Il va peut-être y laisser sa chemise. Hier, la chambre régionale des comptes (CRC) a ouvert le bal judiciaire de l'ère Dalongeville. L'ancien maire de Hénin-Beaumont (ex-PS), révoqué de son mandat et mis en examen pour détournement de fonds l'an passé, pourrait avoir à rembourser près de 101 500 € de frais correspondant à des voyages en avion privé. C'est ce qu'il devra payer s'il est reconnu « comptable de fait », avec Claude Chopin, son ancien adjoint aux finances, également présent, et Guy Mollet, l'éminence grise, qui a brillé par son absence.

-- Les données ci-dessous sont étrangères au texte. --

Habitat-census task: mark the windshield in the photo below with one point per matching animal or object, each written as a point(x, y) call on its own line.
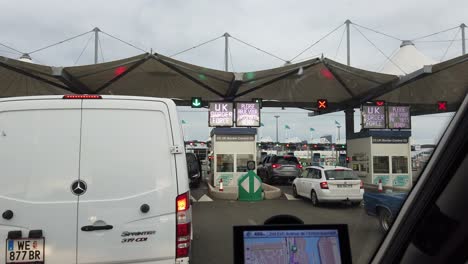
point(285, 160)
point(341, 175)
point(166, 123)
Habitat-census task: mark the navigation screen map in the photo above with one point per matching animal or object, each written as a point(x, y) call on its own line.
point(291, 246)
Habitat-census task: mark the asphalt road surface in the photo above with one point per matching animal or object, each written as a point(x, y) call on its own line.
point(213, 222)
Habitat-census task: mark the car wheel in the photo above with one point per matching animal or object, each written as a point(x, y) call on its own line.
point(314, 198)
point(295, 194)
point(385, 220)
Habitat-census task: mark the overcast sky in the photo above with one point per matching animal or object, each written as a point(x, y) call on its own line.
point(283, 28)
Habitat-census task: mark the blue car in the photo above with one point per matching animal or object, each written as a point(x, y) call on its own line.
point(385, 206)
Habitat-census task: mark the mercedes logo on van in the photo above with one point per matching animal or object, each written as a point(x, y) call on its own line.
point(78, 187)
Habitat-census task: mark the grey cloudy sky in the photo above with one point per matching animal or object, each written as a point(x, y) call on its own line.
point(283, 28)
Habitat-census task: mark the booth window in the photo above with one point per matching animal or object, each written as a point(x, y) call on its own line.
point(225, 163)
point(242, 162)
point(381, 164)
point(399, 164)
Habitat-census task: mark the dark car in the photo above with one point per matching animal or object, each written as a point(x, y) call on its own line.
point(193, 169)
point(385, 206)
point(279, 168)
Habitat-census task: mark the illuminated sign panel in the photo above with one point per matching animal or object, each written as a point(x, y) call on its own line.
point(220, 114)
point(399, 117)
point(373, 116)
point(247, 114)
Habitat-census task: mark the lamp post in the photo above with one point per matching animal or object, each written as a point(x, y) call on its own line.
point(277, 128)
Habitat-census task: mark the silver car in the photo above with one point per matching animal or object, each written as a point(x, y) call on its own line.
point(279, 168)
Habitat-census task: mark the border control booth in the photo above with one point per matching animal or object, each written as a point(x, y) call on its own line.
point(381, 151)
point(232, 149)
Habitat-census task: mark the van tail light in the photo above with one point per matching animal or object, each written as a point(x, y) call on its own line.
point(324, 185)
point(82, 96)
point(275, 165)
point(183, 225)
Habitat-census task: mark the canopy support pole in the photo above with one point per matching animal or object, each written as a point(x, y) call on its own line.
point(463, 26)
point(96, 44)
point(348, 42)
point(349, 113)
point(226, 51)
point(349, 123)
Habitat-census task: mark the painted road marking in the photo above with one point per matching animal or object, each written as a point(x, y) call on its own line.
point(290, 197)
point(205, 198)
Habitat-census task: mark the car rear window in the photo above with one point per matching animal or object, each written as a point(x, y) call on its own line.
point(341, 175)
point(286, 160)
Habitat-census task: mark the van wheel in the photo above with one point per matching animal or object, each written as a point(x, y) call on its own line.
point(385, 220)
point(314, 198)
point(295, 192)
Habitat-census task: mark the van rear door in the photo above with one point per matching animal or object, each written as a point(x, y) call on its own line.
point(128, 167)
point(39, 155)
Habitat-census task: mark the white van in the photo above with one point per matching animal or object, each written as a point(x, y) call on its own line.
point(91, 179)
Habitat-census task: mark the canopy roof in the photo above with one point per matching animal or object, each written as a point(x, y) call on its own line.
point(293, 85)
point(406, 60)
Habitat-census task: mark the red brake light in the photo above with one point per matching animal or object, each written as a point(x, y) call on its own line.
point(275, 165)
point(183, 225)
point(82, 96)
point(324, 185)
point(183, 202)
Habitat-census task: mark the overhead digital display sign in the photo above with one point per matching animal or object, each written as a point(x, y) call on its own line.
point(373, 116)
point(247, 114)
point(221, 114)
point(399, 117)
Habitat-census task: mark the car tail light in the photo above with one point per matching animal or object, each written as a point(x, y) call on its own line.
point(275, 165)
point(183, 225)
point(82, 96)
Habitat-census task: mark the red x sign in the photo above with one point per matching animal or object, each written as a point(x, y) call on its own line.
point(442, 105)
point(322, 104)
point(379, 103)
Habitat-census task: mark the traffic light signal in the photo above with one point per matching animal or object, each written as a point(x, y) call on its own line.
point(322, 104)
point(196, 102)
point(259, 101)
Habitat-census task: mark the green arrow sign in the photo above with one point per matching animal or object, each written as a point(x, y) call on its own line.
point(196, 102)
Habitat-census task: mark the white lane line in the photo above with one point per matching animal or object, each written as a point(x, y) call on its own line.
point(290, 197)
point(205, 198)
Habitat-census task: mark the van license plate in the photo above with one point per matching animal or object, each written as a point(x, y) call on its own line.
point(25, 250)
point(345, 185)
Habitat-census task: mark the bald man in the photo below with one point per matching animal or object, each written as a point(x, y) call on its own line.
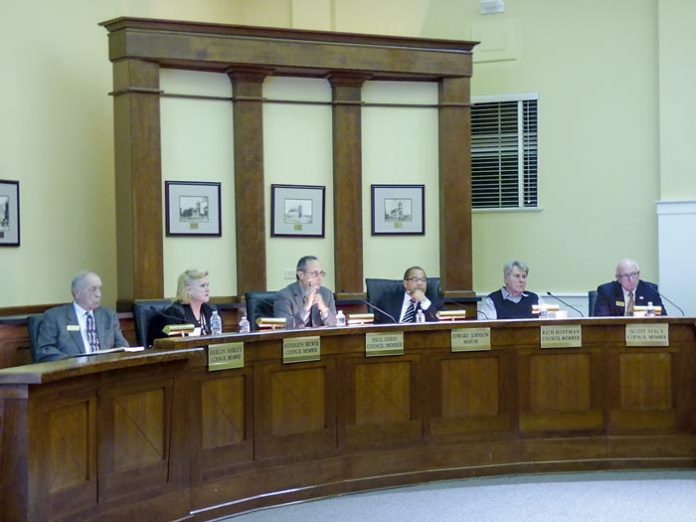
point(620, 296)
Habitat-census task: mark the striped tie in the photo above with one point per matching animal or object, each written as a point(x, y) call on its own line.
point(630, 305)
point(92, 336)
point(410, 315)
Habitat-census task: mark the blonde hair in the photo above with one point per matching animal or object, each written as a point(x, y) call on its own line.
point(185, 280)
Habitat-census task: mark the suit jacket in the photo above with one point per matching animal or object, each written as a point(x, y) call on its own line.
point(610, 299)
point(289, 304)
point(179, 313)
point(56, 341)
point(392, 304)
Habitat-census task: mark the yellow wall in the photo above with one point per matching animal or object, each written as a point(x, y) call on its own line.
point(677, 80)
point(605, 130)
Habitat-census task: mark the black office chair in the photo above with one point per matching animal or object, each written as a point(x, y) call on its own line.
point(259, 304)
point(377, 289)
point(147, 320)
point(591, 302)
point(33, 325)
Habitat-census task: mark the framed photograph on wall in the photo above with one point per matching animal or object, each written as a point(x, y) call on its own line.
point(9, 213)
point(297, 211)
point(398, 210)
point(192, 208)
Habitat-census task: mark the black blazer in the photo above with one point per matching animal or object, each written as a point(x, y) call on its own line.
point(610, 300)
point(179, 313)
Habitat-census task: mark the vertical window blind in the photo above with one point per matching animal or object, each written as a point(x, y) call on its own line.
point(504, 153)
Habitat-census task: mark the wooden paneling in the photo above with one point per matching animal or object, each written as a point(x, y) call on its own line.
point(347, 178)
point(248, 178)
point(222, 412)
point(139, 47)
point(138, 180)
point(454, 130)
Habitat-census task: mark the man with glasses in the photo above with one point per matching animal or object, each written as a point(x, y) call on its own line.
point(403, 305)
point(619, 297)
point(512, 301)
point(83, 326)
point(305, 303)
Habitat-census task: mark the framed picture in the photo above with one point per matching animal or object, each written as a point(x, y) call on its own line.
point(9, 213)
point(398, 209)
point(297, 211)
point(192, 208)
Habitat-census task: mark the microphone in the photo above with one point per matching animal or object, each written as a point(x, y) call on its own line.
point(567, 304)
point(390, 316)
point(662, 296)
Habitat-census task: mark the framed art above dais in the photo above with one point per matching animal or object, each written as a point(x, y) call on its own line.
point(193, 208)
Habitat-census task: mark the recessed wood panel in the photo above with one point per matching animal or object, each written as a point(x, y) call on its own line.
point(298, 401)
point(382, 393)
point(68, 441)
point(139, 429)
point(222, 412)
point(560, 383)
point(646, 381)
point(470, 387)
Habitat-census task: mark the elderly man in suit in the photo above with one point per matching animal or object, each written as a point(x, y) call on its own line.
point(403, 304)
point(80, 327)
point(305, 303)
point(618, 297)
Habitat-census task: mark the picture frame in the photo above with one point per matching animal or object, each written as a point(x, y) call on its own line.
point(398, 210)
point(192, 208)
point(9, 213)
point(297, 210)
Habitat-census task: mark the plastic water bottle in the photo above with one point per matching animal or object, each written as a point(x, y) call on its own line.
point(650, 311)
point(215, 323)
point(244, 325)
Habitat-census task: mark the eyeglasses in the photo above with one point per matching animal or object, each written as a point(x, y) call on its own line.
point(630, 275)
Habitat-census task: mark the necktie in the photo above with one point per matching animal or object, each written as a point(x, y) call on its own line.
point(410, 315)
point(630, 305)
point(92, 336)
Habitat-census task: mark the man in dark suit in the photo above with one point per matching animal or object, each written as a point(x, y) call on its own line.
point(403, 304)
point(619, 297)
point(80, 327)
point(305, 303)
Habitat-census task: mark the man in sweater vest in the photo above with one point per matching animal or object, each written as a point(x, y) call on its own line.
point(512, 301)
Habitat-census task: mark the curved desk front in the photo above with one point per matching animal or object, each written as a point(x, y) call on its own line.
point(158, 435)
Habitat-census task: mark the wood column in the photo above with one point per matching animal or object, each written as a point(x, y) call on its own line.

L'ancien maire n'a plus un sou
La procédure engagée par la CRC est rarissime. Mais justifiée par l'état des finances d'Hénin, et parce que « le comptable a été trompé par des pièces apparemment régulières », précise le procureur financier, Denis Larribau. Au cœur des débats, vingt voyages en « avion-taxi », facturés entre 2006 et 2007. Officiellement des déplacements municipaux en vue de la vente d'une propriété communale, à Léon, dans les Landes. En réalité, des vols affrétés pour Guy Mollet, vers le Luxembourg et le Sud-Ouest, pour des affaires privées. « Il cherchait des financements pour ses projets immobiliers », précise le rapporteur, Jean-Jacques Gauthe. De manière étonnante, les devis, signés du maire, étaient faxés des bureaux d'une société gérée en sous-main par Guy Mollet. « Les choses se sont passées à l'insu du maire », rétorque Me Cattoir, avocat de Gérard Dalongeville, et qui a d'ores et déjà annoncé que son client « avait les poches vides ». Jugement mis en délibéré au 6 juillet.